Part Four (Uranium Waste Management)
This part deals with the leaching of uranium using natural and thermal clinoptilolite, in which several factors have been considered included: effect of time, temperature, revolution of speed, mass/volume, and sequential chemical treatment. The results indicated that, under the addition of 25g of thermal clinoptilolite per 500 ml waste-A at 45°C for 45 minutes with 200 rpm, 91 % of U was adsorbed after second step. In case of waste-B, 93% of U was extracted after second step by reaction of 20g with 500ml of the studied waste at 45°C for 45 minutes with 250 rpm, while about 97% of U was recovered from PG at 45°C when 25g was agitated with 500 ml PG ml 200 rpm for 30 minutes after two steps.
Part Five (Stripping Processes)
This part includes the factors that affect on the stripping process such as; effect of stripper type, shaking time, aqueous/solid ratio, and stage number.
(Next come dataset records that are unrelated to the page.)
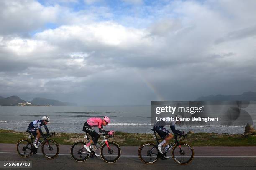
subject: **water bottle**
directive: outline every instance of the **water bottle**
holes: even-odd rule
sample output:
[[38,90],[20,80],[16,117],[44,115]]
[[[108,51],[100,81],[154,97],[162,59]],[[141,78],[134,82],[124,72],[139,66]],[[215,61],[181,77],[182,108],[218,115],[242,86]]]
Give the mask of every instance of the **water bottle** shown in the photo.
[[168,150],[168,149],[169,149],[169,148],[170,148],[170,146],[171,146],[169,145],[166,145],[165,147],[164,147],[164,152],[167,152],[167,150]]

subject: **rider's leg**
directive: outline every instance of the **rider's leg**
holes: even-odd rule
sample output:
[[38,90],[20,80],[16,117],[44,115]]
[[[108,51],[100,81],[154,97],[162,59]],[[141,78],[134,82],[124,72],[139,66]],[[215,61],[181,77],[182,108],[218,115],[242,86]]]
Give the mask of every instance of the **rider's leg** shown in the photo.
[[37,141],[39,138],[40,138],[40,132],[39,132],[38,130],[36,130],[36,139],[35,139],[35,141],[34,141],[34,143],[36,144],[37,143]]

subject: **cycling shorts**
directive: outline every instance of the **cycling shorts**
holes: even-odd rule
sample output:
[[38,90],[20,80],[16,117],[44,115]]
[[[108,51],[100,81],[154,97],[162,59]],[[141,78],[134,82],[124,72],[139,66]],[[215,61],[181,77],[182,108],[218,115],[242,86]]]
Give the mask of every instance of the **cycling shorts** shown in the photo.
[[170,134],[170,132],[168,130],[161,126],[154,126],[154,129],[156,131],[158,135],[162,138],[168,136]]

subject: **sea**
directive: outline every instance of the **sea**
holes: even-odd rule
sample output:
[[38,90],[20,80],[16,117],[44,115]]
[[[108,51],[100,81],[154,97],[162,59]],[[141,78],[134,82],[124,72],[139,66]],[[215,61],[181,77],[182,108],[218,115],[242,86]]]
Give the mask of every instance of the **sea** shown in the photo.
[[[255,106],[247,108],[252,115],[254,128],[256,128]],[[83,133],[82,129],[87,119],[107,116],[111,119],[111,123],[104,127],[106,130],[153,132],[150,129],[152,128],[151,106],[0,106],[0,129],[25,132],[29,123],[45,115],[49,116],[51,120],[47,124],[51,132]],[[177,125],[176,129],[186,132],[238,134],[243,133],[244,127]]]

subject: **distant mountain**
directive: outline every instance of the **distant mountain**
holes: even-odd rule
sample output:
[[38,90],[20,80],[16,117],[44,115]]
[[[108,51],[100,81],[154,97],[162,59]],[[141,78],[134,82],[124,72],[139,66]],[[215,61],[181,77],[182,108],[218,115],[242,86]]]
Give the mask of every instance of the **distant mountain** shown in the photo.
[[18,103],[23,102],[27,102],[21,99],[17,96],[0,99],[0,105],[2,106],[16,106]]
[[200,97],[197,100],[256,100],[256,92],[249,91],[239,95],[210,95]]
[[59,101],[44,98],[35,98],[30,102],[32,104],[37,105],[65,106],[67,105]]

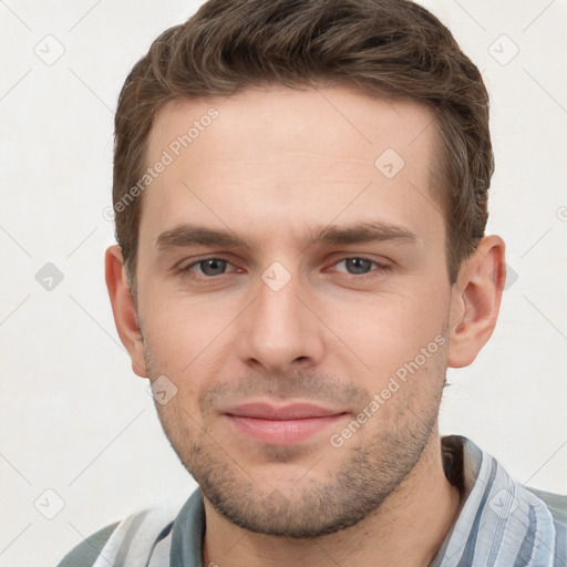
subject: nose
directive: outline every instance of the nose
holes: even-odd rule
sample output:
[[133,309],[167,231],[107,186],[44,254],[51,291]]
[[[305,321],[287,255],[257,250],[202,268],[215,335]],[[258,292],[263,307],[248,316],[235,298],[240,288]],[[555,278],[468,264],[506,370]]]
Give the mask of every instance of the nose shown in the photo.
[[309,305],[298,278],[281,288],[269,279],[257,285],[256,300],[243,313],[240,360],[261,373],[285,373],[317,365],[323,355],[324,326]]

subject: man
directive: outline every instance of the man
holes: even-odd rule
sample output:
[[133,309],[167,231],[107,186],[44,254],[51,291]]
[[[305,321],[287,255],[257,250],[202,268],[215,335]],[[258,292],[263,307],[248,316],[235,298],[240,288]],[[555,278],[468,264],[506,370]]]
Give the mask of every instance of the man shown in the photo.
[[133,69],[116,328],[199,488],[61,566],[564,566],[567,497],[440,437],[489,339],[488,96],[406,0],[209,0]]

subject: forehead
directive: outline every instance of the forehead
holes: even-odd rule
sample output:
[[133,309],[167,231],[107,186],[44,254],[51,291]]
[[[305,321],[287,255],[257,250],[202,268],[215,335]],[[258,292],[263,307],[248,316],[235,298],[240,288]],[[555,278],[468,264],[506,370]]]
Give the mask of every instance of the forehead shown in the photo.
[[344,220],[375,210],[403,225],[413,212],[417,224],[439,224],[434,142],[423,105],[344,86],[175,100],[148,140],[147,165],[167,165],[144,193],[142,226],[155,233],[194,217],[300,225],[340,210]]

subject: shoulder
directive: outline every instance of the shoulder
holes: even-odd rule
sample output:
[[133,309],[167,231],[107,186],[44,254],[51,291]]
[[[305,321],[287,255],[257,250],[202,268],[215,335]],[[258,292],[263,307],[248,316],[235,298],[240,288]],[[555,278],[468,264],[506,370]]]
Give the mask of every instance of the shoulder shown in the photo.
[[567,496],[524,486],[547,506],[554,518],[555,556],[567,560]]
[[175,515],[171,508],[150,508],[131,514],[81,542],[58,567],[99,567],[99,558],[105,567],[122,566],[126,555],[145,561],[155,545],[171,530]]
[[61,559],[58,567],[92,567],[118,525],[120,522],[110,524],[81,542]]

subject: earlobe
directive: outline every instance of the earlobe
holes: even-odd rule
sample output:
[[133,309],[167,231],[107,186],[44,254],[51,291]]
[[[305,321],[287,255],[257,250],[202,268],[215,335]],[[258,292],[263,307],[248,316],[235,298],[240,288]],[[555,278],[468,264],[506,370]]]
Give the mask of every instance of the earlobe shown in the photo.
[[120,246],[114,245],[106,249],[105,278],[114,315],[114,323],[116,324],[120,340],[132,359],[132,370],[138,377],[147,378],[142,331],[138,326],[134,298],[126,281]]
[[506,279],[505,245],[498,236],[481,240],[453,286],[447,364],[471,364],[491,338]]

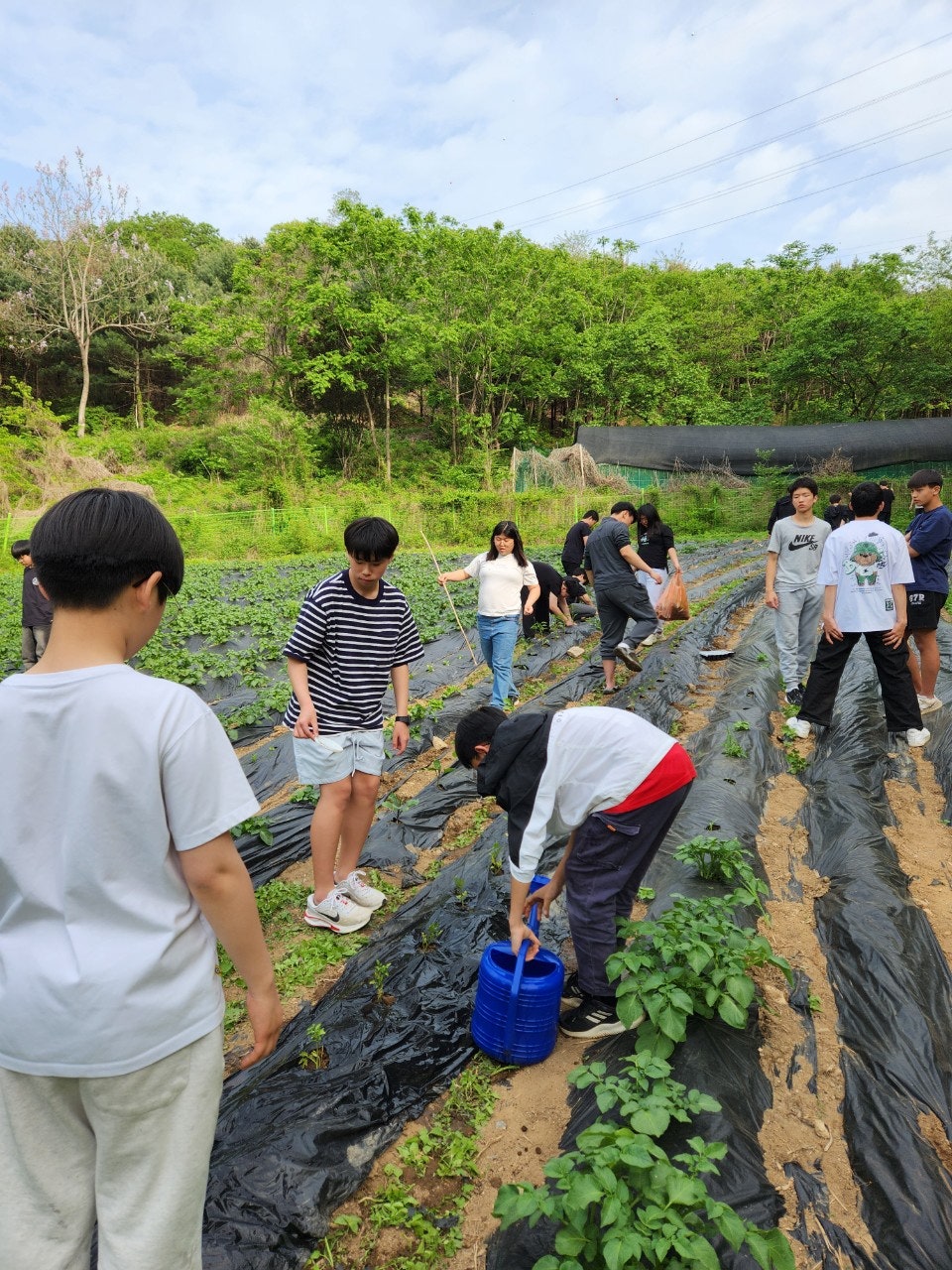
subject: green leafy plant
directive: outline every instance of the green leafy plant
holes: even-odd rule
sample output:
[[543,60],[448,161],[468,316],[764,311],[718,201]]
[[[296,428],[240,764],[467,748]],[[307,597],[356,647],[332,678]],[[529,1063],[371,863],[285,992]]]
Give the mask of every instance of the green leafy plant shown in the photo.
[[242,820],[241,824],[236,824],[231,831],[232,838],[240,838],[245,833],[256,834],[265,847],[274,846],[274,834],[270,831],[268,820],[263,815],[249,815],[246,820]]
[[651,1046],[684,1040],[692,1015],[717,1015],[730,1027],[744,1027],[757,988],[750,970],[777,966],[792,984],[788,963],[776,956],[754,927],[737,926],[737,908],[759,904],[758,890],[741,886],[729,895],[685,899],[678,895],[655,921],[621,923],[628,944],[608,959],[609,978],[621,979],[618,1017],[631,1026],[642,1015],[638,1033]]
[[746,758],[748,752],[734,737],[725,737],[724,745],[721,747],[721,753],[726,754],[727,758]]
[[730,884],[740,876],[753,878],[750,852],[744,850],[740,838],[718,838],[711,833],[699,833],[691,842],[682,842],[674,852],[674,859],[693,865],[698,878],[703,878],[704,881]]
[[316,1072],[327,1066],[327,1050],[324,1048],[325,1036],[326,1029],[322,1024],[311,1024],[307,1029],[307,1039],[311,1041],[311,1049],[301,1050],[301,1057],[297,1060],[298,1067]]
[[321,791],[314,785],[302,785],[300,790],[294,790],[288,803],[312,803],[316,806],[320,796]]
[[435,919],[428,922],[420,931],[420,951],[432,952],[434,947],[439,944],[440,936],[443,935],[443,927]]

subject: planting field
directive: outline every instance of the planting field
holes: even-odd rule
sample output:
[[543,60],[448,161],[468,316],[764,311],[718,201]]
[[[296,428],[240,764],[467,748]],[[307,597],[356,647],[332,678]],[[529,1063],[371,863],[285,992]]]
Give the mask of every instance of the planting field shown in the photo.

The results show that, the best aqueous/solid ratio was 2:1 for the stripping processes and 30 minutes was the best shaking time using 0.5 M of (NH4)2CO3. The stripping percent of 95.8, 87.6, and 78.1% was achieved for waste-A, waste-B, and waste-C respectively after fourth stage.
Part Six (Flow Sheets and Economic Costs)
Finally, the total cost for production of decontaminated product was studied; also the recommenced flow sheets for the overall treatment process and applications were diagrammatically established.